Identity matrix

An identity matrix for a specific operation is a matrix that, when combined with another compatible matrix using that operation, leaves the other matrix unchanged.

That’s a lot of words, so what I mean is that, if we have a matrix \mathbf{A} and an identity matrix \mathbf{I} of matching, compatible, dimensions, then:

\mathbf{A} \oplus \mathbf{I} = \mathbf{A}

\mathbf{I} \oplus \mathbf{A} = \mathbf{A}

(Where \oplus is whatever operation we’re talking about, like matrix addition or matrix multiplication).

Identity matrix for addition

For addition, we need to add nothing to a matrix to get the same matrix back.
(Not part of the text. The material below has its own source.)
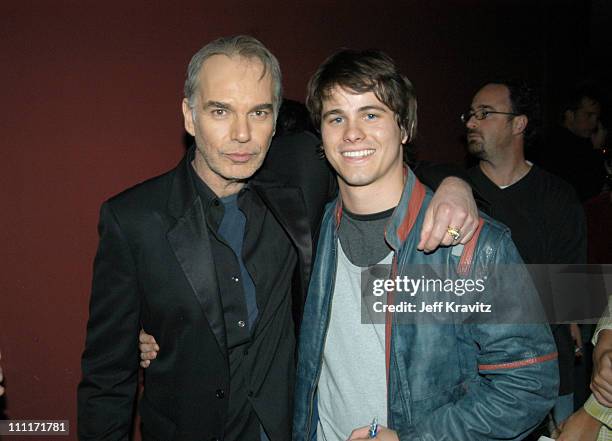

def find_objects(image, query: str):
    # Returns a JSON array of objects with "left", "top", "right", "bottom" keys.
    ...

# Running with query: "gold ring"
[{"left": 446, "top": 225, "right": 461, "bottom": 240}]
So the identity matrix for addition is a matrix where all the elements are zero, which we (imaginatively) call the zero matrix.

Identity matrix for multiplication

The identity matrix for multiplication is a matrix where all the elements on the leading diagonal are 1, and all the other elements are 0.

This is generally what people are talking about when they say ‘the identity matrix’, and we write it as \mathbf{I}.

See matrix multiplication identity for more details on the identity for matrix multiplication.

flashcards

QuestionAnswer
What is an identity matrix for a specific operation?A matrix that, when combined with a compatible matrix using that operation, leaves the other matrix unchanged.
If \mathbf{A} and \mathbf{I} are compatible, what are the equations for an identity for an operation \oplus?\mathbf{A} \oplus \mathbf{I} = \mathbf{A} and \mathbf{I} \oplus \mathbf{A} = \mathbf{A}.
What is the identity matrix for addition?The zero matrix, a matrix where all elements are zero.
When people say “the identity matrix” without qualification, which operation are they usually referring to?Matrix multiplication.
What are the characteristics of the identity matrix for multiplication?A matrix where all elements on the leading diagonal are 1, and all other elements are 0.